This is a guest blog kindly contributed by Professor Nick Braisby, Vice-Chancellor at Buckinghamshire New University

Whatever one may think of the Augar report and its varied recommendations, it appears to have focused generally on the right questions and to have appropriately considered existing research and evidence.

However, one section that seems singularly under-researched is that devoted to foundation years or, as the report puts it, ‘one-year courses offered by universities for students who do not have the prior attainment in the right subjects to enter the course of their choice’ (p. 103).

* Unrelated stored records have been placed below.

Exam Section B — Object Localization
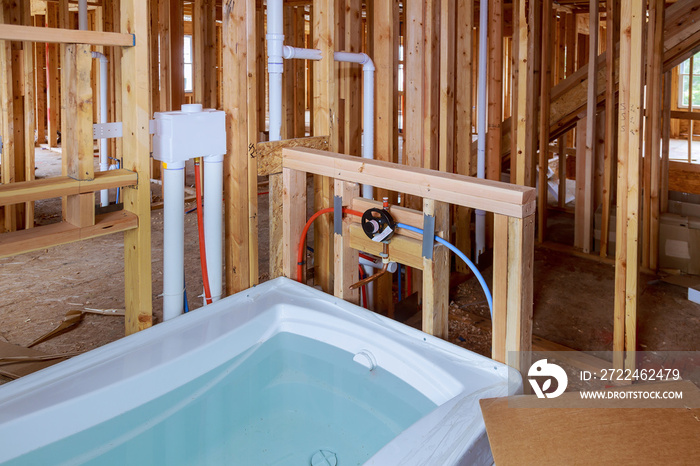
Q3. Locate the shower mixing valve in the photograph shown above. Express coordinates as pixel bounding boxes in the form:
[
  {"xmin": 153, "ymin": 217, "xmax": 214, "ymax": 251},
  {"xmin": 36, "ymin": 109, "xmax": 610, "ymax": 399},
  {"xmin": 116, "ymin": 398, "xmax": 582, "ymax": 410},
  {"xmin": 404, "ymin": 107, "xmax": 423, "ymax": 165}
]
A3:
[{"xmin": 362, "ymin": 209, "xmax": 396, "ymax": 243}]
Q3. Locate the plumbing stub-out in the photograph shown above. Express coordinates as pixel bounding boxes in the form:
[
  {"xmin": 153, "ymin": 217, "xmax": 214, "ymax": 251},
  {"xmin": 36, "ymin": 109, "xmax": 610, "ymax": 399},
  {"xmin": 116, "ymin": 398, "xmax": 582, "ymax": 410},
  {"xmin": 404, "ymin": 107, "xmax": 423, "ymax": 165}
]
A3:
[{"xmin": 352, "ymin": 350, "xmax": 377, "ymax": 371}]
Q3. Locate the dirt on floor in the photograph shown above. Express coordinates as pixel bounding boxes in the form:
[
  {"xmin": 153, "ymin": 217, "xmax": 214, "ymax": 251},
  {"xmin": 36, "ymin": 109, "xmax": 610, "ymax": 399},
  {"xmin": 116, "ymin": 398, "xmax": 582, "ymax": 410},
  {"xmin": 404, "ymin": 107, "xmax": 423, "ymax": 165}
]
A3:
[{"xmin": 0, "ymin": 148, "xmax": 700, "ymax": 381}]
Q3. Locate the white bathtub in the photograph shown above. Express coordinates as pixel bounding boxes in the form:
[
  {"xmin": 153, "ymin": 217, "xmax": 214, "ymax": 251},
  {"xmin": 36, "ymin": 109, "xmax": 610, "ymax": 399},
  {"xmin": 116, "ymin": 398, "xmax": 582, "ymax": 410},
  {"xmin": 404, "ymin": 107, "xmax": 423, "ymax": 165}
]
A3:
[{"xmin": 0, "ymin": 278, "xmax": 513, "ymax": 466}]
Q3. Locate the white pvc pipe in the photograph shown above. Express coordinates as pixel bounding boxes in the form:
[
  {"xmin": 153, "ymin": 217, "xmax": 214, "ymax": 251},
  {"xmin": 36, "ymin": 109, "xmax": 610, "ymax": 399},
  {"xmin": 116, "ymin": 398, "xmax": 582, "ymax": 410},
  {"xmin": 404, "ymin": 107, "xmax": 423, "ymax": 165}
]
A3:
[
  {"xmin": 163, "ymin": 162, "xmax": 185, "ymax": 320},
  {"xmin": 265, "ymin": 0, "xmax": 284, "ymax": 141},
  {"xmin": 333, "ymin": 52, "xmax": 375, "ymax": 200},
  {"xmin": 204, "ymin": 155, "xmax": 224, "ymax": 302},
  {"xmin": 92, "ymin": 52, "xmax": 109, "ymax": 207},
  {"xmin": 78, "ymin": 0, "xmax": 87, "ymax": 31},
  {"xmin": 333, "ymin": 52, "xmax": 375, "ymax": 310},
  {"xmin": 475, "ymin": 2, "xmax": 489, "ymax": 263}
]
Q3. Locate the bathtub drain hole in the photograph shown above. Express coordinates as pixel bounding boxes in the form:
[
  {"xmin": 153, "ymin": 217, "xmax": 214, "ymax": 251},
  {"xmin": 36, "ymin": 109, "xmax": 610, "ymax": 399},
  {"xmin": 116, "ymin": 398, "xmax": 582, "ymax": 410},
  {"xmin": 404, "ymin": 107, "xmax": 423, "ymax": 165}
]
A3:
[{"xmin": 311, "ymin": 450, "xmax": 338, "ymax": 466}]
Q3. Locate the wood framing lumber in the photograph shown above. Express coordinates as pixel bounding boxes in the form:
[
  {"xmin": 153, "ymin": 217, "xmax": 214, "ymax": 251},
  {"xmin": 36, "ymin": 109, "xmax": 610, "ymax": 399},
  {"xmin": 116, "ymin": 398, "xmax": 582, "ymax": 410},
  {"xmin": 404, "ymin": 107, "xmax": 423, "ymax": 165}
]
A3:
[
  {"xmin": 583, "ymin": 0, "xmax": 599, "ymax": 252},
  {"xmin": 312, "ymin": 0, "xmax": 341, "ymax": 293},
  {"xmin": 537, "ymin": 0, "xmax": 552, "ymax": 243},
  {"xmin": 251, "ymin": 136, "xmax": 329, "ymax": 176},
  {"xmin": 0, "ymin": 169, "xmax": 137, "ymax": 205},
  {"xmin": 282, "ymin": 168, "xmax": 306, "ymax": 283},
  {"xmin": 505, "ymin": 214, "xmax": 535, "ymax": 370},
  {"xmin": 0, "ymin": 24, "xmax": 136, "ymax": 47},
  {"xmin": 222, "ymin": 0, "xmax": 257, "ymax": 294},
  {"xmin": 484, "ymin": 0, "xmax": 504, "ymax": 181},
  {"xmin": 282, "ymin": 148, "xmax": 535, "ymax": 218},
  {"xmin": 454, "ymin": 0, "xmax": 476, "ymax": 273},
  {"xmin": 333, "ymin": 180, "xmax": 360, "ymax": 305},
  {"xmin": 0, "ymin": 210, "xmax": 138, "ymax": 257},
  {"xmin": 422, "ymin": 199, "xmax": 450, "ymax": 339},
  {"xmin": 491, "ymin": 215, "xmax": 508, "ymax": 364},
  {"xmin": 119, "ymin": 0, "xmax": 153, "ymax": 334}
]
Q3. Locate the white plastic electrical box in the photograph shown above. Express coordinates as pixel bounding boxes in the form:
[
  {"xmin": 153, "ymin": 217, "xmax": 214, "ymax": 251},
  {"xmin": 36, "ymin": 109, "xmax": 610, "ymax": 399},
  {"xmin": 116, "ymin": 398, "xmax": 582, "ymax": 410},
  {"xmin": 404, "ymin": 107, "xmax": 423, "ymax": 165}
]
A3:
[{"xmin": 153, "ymin": 104, "xmax": 226, "ymax": 163}]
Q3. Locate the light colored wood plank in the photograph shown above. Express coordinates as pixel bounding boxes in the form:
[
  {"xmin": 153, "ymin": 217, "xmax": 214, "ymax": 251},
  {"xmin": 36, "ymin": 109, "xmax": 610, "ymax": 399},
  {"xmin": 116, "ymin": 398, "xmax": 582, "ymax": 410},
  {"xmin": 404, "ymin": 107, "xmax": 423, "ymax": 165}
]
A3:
[
  {"xmin": 513, "ymin": 0, "xmax": 536, "ymax": 186},
  {"xmin": 403, "ymin": 2, "xmax": 425, "ymax": 203},
  {"xmin": 165, "ymin": 0, "xmax": 185, "ymax": 110},
  {"xmin": 642, "ymin": 0, "xmax": 665, "ymax": 270},
  {"xmin": 422, "ymin": 199, "xmax": 450, "ymax": 339},
  {"xmin": 245, "ymin": 0, "xmax": 264, "ymax": 286},
  {"xmin": 486, "ymin": 0, "xmax": 503, "ymax": 181},
  {"xmin": 46, "ymin": 3, "xmax": 61, "ymax": 147},
  {"xmin": 537, "ymin": 0, "xmax": 552, "ymax": 243},
  {"xmin": 268, "ymin": 173, "xmax": 284, "ymax": 279},
  {"xmin": 252, "ymin": 136, "xmax": 329, "ymax": 176},
  {"xmin": 600, "ymin": 0, "xmax": 620, "ymax": 257},
  {"xmin": 282, "ymin": 148, "xmax": 535, "ymax": 217},
  {"xmin": 333, "ymin": 180, "xmax": 360, "ymax": 304},
  {"xmin": 659, "ymin": 71, "xmax": 672, "ymax": 212},
  {"xmin": 491, "ymin": 215, "xmax": 508, "ymax": 363},
  {"xmin": 282, "ymin": 168, "xmax": 306, "ymax": 283},
  {"xmin": 617, "ymin": 0, "xmax": 646, "ymax": 369},
  {"xmin": 21, "ymin": 2, "xmax": 35, "ymax": 228},
  {"xmin": 454, "ymin": 0, "xmax": 474, "ymax": 273},
  {"xmin": 574, "ymin": 118, "xmax": 587, "ymax": 249},
  {"xmin": 0, "ymin": 211, "xmax": 138, "ymax": 257},
  {"xmin": 422, "ymin": 0, "xmax": 440, "ymax": 171},
  {"xmin": 344, "ymin": 0, "xmax": 363, "ymax": 155},
  {"xmin": 0, "ymin": 0, "xmax": 15, "ymax": 231},
  {"xmin": 222, "ymin": 0, "xmax": 252, "ymax": 294},
  {"xmin": 0, "ymin": 24, "xmax": 136, "ymax": 47},
  {"xmin": 119, "ymin": 0, "xmax": 153, "ymax": 334},
  {"xmin": 438, "ymin": 0, "xmax": 454, "ymax": 173},
  {"xmin": 505, "ymin": 215, "xmax": 535, "ymax": 370},
  {"xmin": 0, "ymin": 169, "xmax": 137, "ymax": 205},
  {"xmin": 312, "ymin": 0, "xmax": 340, "ymax": 293},
  {"xmin": 577, "ymin": 0, "xmax": 599, "ymax": 253},
  {"xmin": 61, "ymin": 44, "xmax": 95, "ymax": 227}
]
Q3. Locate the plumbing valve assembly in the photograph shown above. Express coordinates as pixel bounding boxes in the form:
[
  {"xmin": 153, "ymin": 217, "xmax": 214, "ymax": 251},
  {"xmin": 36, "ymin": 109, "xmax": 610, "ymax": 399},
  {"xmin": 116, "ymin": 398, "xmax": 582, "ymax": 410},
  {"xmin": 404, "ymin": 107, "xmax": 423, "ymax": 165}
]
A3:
[{"xmin": 153, "ymin": 104, "xmax": 226, "ymax": 320}]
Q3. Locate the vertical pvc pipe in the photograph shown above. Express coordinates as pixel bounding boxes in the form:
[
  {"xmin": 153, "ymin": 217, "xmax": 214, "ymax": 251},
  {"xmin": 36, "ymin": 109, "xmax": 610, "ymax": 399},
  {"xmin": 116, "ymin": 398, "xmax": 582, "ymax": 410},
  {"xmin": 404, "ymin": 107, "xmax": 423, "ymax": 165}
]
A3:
[
  {"xmin": 163, "ymin": 162, "xmax": 185, "ymax": 320},
  {"xmin": 362, "ymin": 62, "xmax": 374, "ymax": 198},
  {"xmin": 92, "ymin": 52, "xmax": 109, "ymax": 207},
  {"xmin": 204, "ymin": 155, "xmax": 224, "ymax": 302},
  {"xmin": 265, "ymin": 0, "xmax": 284, "ymax": 141},
  {"xmin": 476, "ymin": 2, "xmax": 489, "ymax": 263}
]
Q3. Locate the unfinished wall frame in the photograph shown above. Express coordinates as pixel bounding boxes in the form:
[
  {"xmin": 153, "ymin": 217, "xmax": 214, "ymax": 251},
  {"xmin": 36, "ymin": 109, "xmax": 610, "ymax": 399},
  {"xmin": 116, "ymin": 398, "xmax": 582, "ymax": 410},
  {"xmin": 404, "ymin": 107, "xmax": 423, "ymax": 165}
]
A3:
[
  {"xmin": 0, "ymin": 0, "xmax": 152, "ymax": 334},
  {"xmin": 282, "ymin": 148, "xmax": 535, "ymax": 374}
]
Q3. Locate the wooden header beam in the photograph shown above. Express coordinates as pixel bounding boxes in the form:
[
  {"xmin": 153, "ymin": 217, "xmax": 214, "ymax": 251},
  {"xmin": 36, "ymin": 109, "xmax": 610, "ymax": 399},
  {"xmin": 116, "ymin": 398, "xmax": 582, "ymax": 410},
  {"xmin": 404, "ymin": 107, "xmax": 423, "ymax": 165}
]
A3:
[
  {"xmin": 0, "ymin": 24, "xmax": 136, "ymax": 47},
  {"xmin": 282, "ymin": 148, "xmax": 535, "ymax": 218},
  {"xmin": 0, "ymin": 169, "xmax": 138, "ymax": 206}
]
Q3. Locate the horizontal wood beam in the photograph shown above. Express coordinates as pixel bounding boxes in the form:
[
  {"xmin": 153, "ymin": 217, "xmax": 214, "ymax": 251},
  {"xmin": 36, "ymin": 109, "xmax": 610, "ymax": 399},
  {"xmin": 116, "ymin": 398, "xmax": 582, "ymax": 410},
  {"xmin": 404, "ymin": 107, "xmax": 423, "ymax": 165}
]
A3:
[
  {"xmin": 0, "ymin": 24, "xmax": 136, "ymax": 47},
  {"xmin": 254, "ymin": 136, "xmax": 328, "ymax": 176},
  {"xmin": 0, "ymin": 210, "xmax": 138, "ymax": 257},
  {"xmin": 282, "ymin": 149, "xmax": 536, "ymax": 218},
  {"xmin": 0, "ymin": 169, "xmax": 137, "ymax": 206}
]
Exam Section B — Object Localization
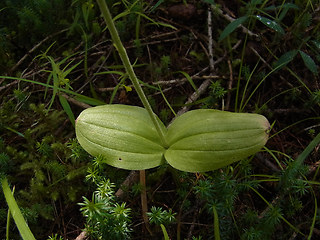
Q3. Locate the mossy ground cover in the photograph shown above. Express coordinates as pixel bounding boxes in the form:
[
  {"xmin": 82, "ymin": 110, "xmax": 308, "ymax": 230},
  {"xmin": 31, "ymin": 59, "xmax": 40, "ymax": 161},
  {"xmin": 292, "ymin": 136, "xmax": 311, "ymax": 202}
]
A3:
[{"xmin": 0, "ymin": 0, "xmax": 320, "ymax": 239}]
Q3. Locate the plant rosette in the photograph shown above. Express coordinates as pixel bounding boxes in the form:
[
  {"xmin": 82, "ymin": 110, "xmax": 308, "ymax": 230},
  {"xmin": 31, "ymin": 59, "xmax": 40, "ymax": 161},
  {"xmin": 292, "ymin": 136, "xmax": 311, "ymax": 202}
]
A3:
[{"xmin": 76, "ymin": 104, "xmax": 270, "ymax": 172}]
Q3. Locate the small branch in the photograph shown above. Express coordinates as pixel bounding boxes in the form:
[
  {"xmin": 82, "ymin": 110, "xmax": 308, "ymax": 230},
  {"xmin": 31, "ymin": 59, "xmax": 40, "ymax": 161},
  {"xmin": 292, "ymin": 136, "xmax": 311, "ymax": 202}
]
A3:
[{"xmin": 211, "ymin": 4, "xmax": 259, "ymax": 38}]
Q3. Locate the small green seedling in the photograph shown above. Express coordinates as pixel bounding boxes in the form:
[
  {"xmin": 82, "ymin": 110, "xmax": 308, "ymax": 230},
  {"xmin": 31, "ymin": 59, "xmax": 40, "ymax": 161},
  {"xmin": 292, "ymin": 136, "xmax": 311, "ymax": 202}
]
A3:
[{"xmin": 76, "ymin": 0, "xmax": 270, "ymax": 172}]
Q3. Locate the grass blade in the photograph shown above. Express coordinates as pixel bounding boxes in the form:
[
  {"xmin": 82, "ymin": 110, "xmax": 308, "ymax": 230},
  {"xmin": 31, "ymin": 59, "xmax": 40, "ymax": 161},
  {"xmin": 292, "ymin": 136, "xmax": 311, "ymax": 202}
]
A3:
[
  {"xmin": 1, "ymin": 178, "xmax": 36, "ymax": 240},
  {"xmin": 160, "ymin": 224, "xmax": 170, "ymax": 240},
  {"xmin": 299, "ymin": 51, "xmax": 318, "ymax": 75},
  {"xmin": 255, "ymin": 15, "xmax": 285, "ymax": 34},
  {"xmin": 212, "ymin": 206, "xmax": 220, "ymax": 240},
  {"xmin": 219, "ymin": 16, "xmax": 248, "ymax": 41}
]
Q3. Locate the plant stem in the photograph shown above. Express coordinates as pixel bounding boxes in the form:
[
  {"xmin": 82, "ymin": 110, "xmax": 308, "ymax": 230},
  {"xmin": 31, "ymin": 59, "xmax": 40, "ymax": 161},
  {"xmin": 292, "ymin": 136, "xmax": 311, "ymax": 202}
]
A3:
[{"xmin": 97, "ymin": 0, "xmax": 168, "ymax": 147}]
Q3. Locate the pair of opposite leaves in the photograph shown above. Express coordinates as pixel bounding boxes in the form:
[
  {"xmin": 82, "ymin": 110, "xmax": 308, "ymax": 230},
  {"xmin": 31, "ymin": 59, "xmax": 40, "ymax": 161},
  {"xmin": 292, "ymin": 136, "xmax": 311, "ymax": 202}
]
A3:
[{"xmin": 76, "ymin": 104, "xmax": 270, "ymax": 172}]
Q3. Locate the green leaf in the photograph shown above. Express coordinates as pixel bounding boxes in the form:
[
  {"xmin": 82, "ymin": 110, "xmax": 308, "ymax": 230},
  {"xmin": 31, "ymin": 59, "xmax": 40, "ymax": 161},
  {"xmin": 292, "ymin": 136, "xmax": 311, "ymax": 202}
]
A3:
[
  {"xmin": 160, "ymin": 224, "xmax": 170, "ymax": 240},
  {"xmin": 219, "ymin": 16, "xmax": 248, "ymax": 41},
  {"xmin": 299, "ymin": 50, "xmax": 318, "ymax": 75},
  {"xmin": 165, "ymin": 109, "xmax": 270, "ymax": 172},
  {"xmin": 255, "ymin": 15, "xmax": 285, "ymax": 34},
  {"xmin": 76, "ymin": 104, "xmax": 166, "ymax": 170},
  {"xmin": 274, "ymin": 50, "xmax": 298, "ymax": 69}
]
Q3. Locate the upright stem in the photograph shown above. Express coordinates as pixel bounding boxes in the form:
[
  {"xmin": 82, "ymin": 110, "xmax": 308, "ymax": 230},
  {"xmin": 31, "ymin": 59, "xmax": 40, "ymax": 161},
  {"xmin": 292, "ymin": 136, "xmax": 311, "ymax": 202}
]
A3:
[{"xmin": 97, "ymin": 0, "xmax": 167, "ymax": 147}]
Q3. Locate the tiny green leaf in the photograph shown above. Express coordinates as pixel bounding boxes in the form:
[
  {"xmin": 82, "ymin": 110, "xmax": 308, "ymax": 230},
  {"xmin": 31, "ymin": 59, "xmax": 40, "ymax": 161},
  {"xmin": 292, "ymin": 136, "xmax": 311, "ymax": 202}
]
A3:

These courses have been enormously successful, if student enrolments as cited by Augar are any measure. And in a market-driven higher education sector, what better evidence could there be than that the numbers of students entering such programmes tripled between 2012/13 and 2017/18, from 10,430 to 30,030? And although numbers on Access Diplomas within the FE sector fell in the same period from 36,880 to 30,410, the combined numbers on either a Foundation year or an Access Diploma rose in this period by 13,130, an increase of 28 per cent. Surely this is a sign of Universities adapting to the wants and needs of their customer base?

However, Augar drew a different conclusion, going on to say that ‘It is hard not to conclude that universities are using foundation years to create four-year degrees in order to entice students who do not otherwise meet their standard entry criteria’ (p. 103). Thus, in spite of the prima facie case for retaining foundation years – that students want them – the report recommended student finance should no longer be offered for foundation years, other than in exceptional cases.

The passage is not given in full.